It is not just that Germany is slowly moving beyond its postwar guilt syndrome that is remarkable. After all, it was more than two years ago that Foreign Minister Joschka Fischer, the leader of the Greens, swayed even the most skeptical pacifists in his party to send troops to join U.S. soldiers in the mission in Kosovo the first time that German troops had served abroad since World War II.

"This phase of German postwar politics has passed irrevocably," Mr. Schroeder told the Bundestag on Thursday. Mr. Schroeder said that his people, "who overcame the effects of World War II thanks to the help of their American and European friends, now have a duty to meet this new responsibility," and this includes military operations.

The Bush administration had made clear that this war will not be another Kosovo or Persian Gulf. It will not be over in a matter of weeks or months. And, still, the Germans are with us.

Between 50 and 60 German soldiers have been deployed as part of the crews of NATO Airborne Warning and Control System (AWACS) aircraft conducting surveillance over the United States, the German Embassy said. Germany has also stepped up its role in the Balkans freeing other allies to be deployed to the Middle East. For the first time in NATO history, Germany will serve as the lead nation in an alliance mission outside of NATO territory. German troops will provide 600 of 700 troops in Macedonia, and a German commander will lead the mission.

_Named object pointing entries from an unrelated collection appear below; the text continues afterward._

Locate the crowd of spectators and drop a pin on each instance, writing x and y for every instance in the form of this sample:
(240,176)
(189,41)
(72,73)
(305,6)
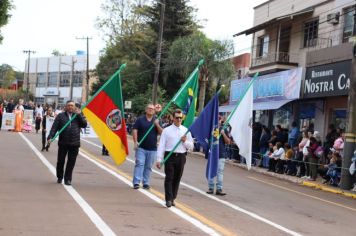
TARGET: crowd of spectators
(295,152)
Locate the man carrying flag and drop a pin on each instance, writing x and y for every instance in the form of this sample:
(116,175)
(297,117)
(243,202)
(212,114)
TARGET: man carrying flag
(147,150)
(206,131)
(69,140)
(174,166)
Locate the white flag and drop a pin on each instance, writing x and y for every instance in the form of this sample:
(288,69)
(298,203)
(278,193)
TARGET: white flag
(241,126)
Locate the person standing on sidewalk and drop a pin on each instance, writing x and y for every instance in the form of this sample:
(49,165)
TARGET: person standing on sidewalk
(224,139)
(145,152)
(49,115)
(69,140)
(174,166)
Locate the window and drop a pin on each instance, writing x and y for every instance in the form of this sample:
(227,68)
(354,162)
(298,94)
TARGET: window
(339,118)
(52,79)
(263,43)
(310,33)
(41,80)
(349,24)
(39,100)
(65,79)
(78,78)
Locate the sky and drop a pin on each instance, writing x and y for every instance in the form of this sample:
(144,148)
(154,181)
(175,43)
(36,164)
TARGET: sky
(46,25)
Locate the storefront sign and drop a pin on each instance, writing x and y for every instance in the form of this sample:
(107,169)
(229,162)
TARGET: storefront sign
(327,80)
(278,86)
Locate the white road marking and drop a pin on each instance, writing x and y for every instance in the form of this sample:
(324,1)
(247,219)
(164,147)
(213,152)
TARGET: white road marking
(93,216)
(226,203)
(195,222)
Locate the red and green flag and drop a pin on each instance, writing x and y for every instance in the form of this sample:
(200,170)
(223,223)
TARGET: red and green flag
(105,113)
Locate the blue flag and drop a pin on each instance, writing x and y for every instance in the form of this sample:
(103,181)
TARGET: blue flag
(206,131)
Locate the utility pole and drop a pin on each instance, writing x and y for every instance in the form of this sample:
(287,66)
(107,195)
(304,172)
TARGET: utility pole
(87,72)
(159,52)
(28,72)
(350,135)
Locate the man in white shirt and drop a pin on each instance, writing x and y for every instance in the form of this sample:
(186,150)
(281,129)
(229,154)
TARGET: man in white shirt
(174,166)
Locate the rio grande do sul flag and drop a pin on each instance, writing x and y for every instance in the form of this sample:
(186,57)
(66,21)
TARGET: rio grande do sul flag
(106,115)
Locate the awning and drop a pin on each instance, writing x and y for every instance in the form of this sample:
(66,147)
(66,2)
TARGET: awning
(274,20)
(270,105)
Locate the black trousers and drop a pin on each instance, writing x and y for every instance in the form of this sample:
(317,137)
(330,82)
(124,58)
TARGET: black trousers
(72,152)
(44,140)
(173,169)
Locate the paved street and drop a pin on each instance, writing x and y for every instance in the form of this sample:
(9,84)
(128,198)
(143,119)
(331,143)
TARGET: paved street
(102,201)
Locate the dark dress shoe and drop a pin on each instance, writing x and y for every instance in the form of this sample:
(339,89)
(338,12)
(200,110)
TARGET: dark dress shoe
(220,193)
(210,191)
(168,203)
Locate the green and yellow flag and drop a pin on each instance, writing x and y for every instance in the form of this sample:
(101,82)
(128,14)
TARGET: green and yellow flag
(187,99)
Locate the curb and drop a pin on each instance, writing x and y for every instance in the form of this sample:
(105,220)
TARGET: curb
(295,180)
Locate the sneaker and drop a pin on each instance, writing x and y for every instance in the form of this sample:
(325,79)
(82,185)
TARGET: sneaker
(219,192)
(210,191)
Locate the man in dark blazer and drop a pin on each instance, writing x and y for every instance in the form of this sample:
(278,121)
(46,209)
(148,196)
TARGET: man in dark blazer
(69,140)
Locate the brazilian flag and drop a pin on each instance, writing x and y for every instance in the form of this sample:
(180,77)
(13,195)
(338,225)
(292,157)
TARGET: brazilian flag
(186,98)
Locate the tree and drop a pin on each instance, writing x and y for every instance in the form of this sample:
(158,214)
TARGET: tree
(7,76)
(184,55)
(5,7)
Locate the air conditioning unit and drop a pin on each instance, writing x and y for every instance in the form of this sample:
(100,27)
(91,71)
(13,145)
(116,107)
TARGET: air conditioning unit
(333,18)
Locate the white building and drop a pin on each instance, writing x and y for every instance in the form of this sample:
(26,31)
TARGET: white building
(50,78)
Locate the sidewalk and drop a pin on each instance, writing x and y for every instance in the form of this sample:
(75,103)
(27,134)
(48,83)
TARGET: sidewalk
(313,184)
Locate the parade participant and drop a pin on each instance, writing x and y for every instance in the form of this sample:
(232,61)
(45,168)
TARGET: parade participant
(19,110)
(10,106)
(145,152)
(69,140)
(48,115)
(1,111)
(224,139)
(38,117)
(104,151)
(174,166)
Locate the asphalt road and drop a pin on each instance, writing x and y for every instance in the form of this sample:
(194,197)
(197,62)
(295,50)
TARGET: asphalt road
(102,201)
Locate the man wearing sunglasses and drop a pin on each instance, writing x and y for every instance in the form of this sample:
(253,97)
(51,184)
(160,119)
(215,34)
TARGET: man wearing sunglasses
(147,150)
(174,166)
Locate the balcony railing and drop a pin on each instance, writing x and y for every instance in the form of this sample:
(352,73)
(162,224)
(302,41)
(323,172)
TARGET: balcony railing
(280,57)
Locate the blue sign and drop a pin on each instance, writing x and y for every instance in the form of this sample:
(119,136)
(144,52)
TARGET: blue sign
(276,86)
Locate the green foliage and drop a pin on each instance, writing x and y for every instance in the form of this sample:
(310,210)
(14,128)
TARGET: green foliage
(131,29)
(7,76)
(185,54)
(5,7)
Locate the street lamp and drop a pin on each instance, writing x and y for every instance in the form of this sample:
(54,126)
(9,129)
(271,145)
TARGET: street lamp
(28,72)
(71,77)
(158,55)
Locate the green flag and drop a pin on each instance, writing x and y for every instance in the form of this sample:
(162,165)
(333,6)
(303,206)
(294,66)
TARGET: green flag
(187,99)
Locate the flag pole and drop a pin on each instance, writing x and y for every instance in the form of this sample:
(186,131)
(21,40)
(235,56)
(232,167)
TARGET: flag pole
(89,100)
(235,108)
(177,144)
(201,62)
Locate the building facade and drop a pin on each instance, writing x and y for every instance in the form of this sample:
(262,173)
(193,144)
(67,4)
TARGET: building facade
(54,80)
(314,37)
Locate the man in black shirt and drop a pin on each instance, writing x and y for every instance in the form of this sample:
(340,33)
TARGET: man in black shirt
(145,152)
(69,140)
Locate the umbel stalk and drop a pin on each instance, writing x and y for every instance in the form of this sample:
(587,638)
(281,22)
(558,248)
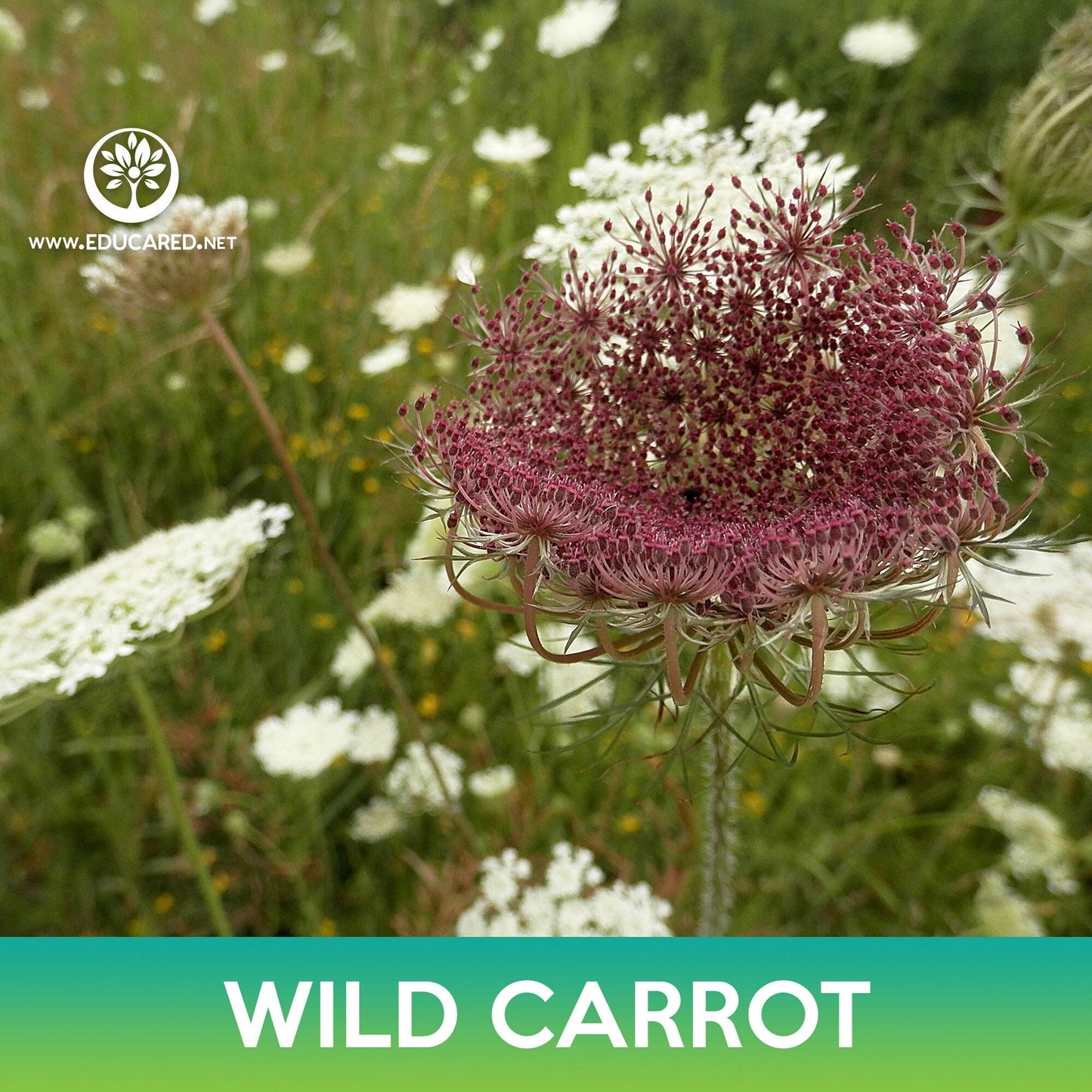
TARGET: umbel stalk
(333,571)
(718,826)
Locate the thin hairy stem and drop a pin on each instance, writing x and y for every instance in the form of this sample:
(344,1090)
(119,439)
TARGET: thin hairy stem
(187,834)
(338,580)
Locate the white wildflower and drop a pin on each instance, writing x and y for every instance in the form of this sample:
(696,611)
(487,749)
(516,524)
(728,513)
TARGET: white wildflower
(208,11)
(378,819)
(493,39)
(1066,741)
(353,657)
(76,628)
(273,61)
(34,98)
(999,341)
(410,155)
(407,307)
(306,739)
(1038,844)
(392,355)
(12,35)
(571,691)
(579,24)
(680,159)
(413,783)
(886,43)
(515,147)
(333,42)
(859,680)
(73,19)
(1001,912)
(296,360)
(466,265)
(1042,685)
(1047,613)
(289,258)
(53,540)
(571,901)
(417,595)
(496,781)
(991,719)
(169,280)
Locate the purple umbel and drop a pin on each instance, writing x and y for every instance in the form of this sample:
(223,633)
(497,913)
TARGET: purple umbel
(747,435)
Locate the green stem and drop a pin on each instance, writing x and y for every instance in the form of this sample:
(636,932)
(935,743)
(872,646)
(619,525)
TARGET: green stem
(333,571)
(719,836)
(186,832)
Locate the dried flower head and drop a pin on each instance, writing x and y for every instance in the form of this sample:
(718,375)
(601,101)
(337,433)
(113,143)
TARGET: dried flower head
(572,901)
(745,435)
(186,259)
(578,25)
(679,155)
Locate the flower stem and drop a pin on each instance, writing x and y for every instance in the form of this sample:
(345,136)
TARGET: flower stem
(338,580)
(719,836)
(186,832)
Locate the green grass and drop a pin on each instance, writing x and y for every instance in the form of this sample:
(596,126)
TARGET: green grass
(837,846)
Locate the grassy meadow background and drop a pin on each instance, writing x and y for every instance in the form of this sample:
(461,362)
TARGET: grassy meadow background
(851,841)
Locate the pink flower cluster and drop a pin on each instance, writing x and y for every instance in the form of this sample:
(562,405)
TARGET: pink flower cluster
(747,432)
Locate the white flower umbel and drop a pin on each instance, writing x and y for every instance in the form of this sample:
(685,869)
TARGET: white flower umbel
(12,35)
(571,691)
(517,147)
(353,657)
(296,360)
(1038,844)
(169,280)
(378,819)
(74,630)
(579,24)
(413,783)
(208,11)
(682,159)
(571,901)
(410,155)
(306,739)
(887,43)
(466,265)
(34,98)
(1045,615)
(392,355)
(410,306)
(496,781)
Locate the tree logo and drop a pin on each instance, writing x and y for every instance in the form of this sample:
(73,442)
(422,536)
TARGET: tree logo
(134,164)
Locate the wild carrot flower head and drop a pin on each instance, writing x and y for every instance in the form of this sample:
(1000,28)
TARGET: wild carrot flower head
(187,258)
(743,434)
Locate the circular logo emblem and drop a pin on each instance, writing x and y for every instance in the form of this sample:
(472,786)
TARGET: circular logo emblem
(131,175)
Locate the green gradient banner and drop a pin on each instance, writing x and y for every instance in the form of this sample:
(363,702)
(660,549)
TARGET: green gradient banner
(937,1015)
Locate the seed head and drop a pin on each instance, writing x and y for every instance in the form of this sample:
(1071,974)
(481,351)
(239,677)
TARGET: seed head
(745,435)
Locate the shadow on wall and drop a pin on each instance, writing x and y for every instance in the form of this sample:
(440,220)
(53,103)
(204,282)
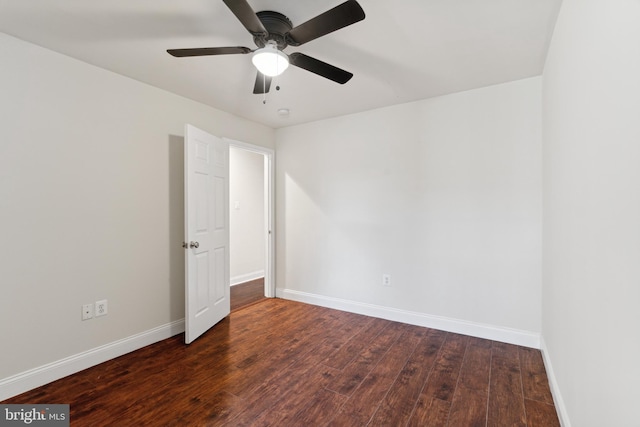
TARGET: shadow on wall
(176,226)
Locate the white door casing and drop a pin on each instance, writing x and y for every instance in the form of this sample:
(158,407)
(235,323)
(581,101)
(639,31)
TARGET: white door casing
(206,231)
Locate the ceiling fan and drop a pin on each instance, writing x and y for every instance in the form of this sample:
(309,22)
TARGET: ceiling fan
(273,32)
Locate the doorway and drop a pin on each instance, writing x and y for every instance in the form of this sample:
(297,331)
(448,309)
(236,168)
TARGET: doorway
(250,217)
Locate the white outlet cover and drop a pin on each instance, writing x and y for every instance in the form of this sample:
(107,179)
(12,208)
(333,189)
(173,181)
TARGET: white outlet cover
(101,308)
(87,311)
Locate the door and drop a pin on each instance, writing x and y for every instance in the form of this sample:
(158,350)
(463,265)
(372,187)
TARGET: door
(206,231)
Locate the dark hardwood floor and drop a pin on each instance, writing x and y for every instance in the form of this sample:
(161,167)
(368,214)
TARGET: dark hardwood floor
(284,363)
(247,293)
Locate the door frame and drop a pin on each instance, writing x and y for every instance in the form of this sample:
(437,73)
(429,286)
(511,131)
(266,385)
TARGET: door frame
(269,216)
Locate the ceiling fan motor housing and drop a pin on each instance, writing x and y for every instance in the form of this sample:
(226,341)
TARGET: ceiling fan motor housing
(277,26)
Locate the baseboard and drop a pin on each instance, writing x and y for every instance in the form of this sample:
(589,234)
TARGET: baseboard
(496,333)
(236,280)
(25,381)
(561,409)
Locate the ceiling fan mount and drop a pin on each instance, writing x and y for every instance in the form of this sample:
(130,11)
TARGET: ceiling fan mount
(273,30)
(277,26)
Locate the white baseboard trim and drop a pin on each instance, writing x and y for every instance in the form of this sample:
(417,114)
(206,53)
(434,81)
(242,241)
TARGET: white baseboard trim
(236,280)
(28,380)
(553,384)
(480,330)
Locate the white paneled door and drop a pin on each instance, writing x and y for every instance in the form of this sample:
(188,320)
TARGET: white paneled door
(206,231)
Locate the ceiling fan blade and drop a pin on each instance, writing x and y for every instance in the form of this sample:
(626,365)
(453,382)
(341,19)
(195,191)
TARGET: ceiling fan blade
(204,51)
(263,84)
(340,16)
(320,68)
(246,16)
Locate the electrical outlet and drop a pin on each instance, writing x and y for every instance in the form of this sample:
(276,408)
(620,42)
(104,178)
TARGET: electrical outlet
(87,311)
(386,280)
(101,308)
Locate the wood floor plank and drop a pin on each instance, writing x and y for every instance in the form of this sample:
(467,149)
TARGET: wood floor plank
(399,403)
(348,352)
(540,414)
(354,373)
(265,365)
(247,293)
(506,403)
(469,404)
(435,414)
(321,408)
(535,384)
(366,398)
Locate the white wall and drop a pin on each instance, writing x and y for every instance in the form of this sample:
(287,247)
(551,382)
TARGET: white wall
(591,267)
(443,194)
(247,218)
(91,203)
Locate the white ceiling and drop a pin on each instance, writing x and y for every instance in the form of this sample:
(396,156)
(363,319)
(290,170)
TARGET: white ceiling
(404,50)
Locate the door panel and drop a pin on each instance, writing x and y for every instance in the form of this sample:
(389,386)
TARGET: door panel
(206,231)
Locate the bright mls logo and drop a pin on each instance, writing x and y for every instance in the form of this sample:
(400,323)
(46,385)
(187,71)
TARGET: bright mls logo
(34,415)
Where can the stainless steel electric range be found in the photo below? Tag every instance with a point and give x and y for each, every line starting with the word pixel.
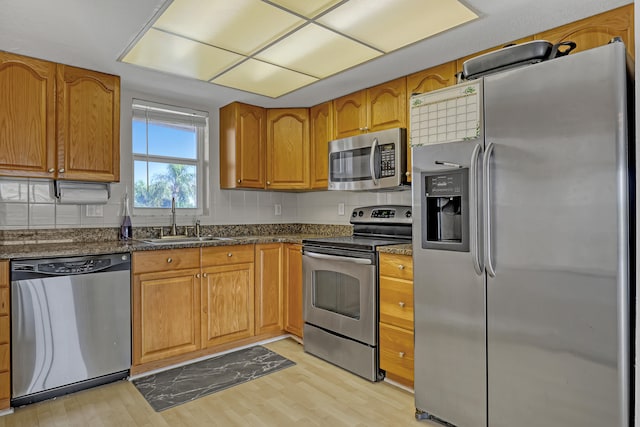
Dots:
pixel 341 288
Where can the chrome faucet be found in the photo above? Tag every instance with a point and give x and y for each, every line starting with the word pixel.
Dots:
pixel 174 231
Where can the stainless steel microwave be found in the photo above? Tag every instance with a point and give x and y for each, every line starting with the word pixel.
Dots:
pixel 371 161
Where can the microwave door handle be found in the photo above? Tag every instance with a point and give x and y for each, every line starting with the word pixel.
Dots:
pixel 372 161
pixel 339 258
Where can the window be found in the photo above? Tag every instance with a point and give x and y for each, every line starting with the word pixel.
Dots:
pixel 167 144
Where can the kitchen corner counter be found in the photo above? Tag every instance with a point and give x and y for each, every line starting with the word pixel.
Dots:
pixel 45 249
pixel 404 249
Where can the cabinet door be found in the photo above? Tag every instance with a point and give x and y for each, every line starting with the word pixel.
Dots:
pixel 321 132
pixel 350 114
pixel 27 116
pixel 288 149
pixel 387 105
pixel 5 338
pixel 293 320
pixel 425 81
pixel 242 146
pixel 166 314
pixel 227 303
pixel 88 116
pixel 268 289
pixel 596 30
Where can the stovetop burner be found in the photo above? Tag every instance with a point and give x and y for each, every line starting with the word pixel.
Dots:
pixel 373 226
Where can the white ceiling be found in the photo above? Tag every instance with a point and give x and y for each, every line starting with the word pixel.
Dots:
pixel 94 33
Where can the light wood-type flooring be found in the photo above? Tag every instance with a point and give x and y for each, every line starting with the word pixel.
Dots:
pixel 312 393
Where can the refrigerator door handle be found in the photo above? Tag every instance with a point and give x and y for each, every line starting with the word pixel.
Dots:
pixel 474 235
pixel 486 182
pixel 372 161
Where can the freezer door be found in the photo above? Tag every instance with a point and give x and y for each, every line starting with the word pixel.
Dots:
pixel 558 319
pixel 449 295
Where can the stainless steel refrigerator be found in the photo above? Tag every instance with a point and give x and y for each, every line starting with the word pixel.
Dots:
pixel 521 246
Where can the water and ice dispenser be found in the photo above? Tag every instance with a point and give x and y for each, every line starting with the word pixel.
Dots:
pixel 445 215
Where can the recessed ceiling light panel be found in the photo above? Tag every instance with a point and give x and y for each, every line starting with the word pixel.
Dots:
pixel 317 51
pixel 264 79
pixel 242 26
pixel 391 24
pixel 173 54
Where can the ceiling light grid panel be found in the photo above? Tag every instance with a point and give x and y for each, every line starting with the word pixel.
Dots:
pixel 273 47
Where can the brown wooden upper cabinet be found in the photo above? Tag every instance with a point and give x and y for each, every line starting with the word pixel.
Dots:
pixel 82 144
pixel 596 30
pixel 376 108
pixel 242 146
pixel 320 133
pixel 88 125
pixel 288 149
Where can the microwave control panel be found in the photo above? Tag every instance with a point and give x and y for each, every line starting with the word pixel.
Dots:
pixel 387 160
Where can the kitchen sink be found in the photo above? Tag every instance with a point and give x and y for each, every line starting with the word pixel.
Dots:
pixel 171 240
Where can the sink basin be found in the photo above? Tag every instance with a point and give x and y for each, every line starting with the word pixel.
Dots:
pixel 171 240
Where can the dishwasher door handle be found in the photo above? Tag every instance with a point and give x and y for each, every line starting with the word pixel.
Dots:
pixel 339 258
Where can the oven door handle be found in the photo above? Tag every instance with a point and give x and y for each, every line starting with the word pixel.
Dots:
pixel 339 258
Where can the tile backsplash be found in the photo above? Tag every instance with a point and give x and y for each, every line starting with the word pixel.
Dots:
pixel 31 204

It's not that the German on the street has forgotten his country's history, or that he is enthusiastic about a new military involvement. But for a country that has lived through a world war on it soil, and had learned to fear the sudden bombs and yesterday's conscience, last month's attacks brought the United States closer. Mr. Schroeder's promise of "unreserved solidarity," which includes military assistance, shows that the Germans have entered into a new era of deeper friendship with the United States and that is good for both nations.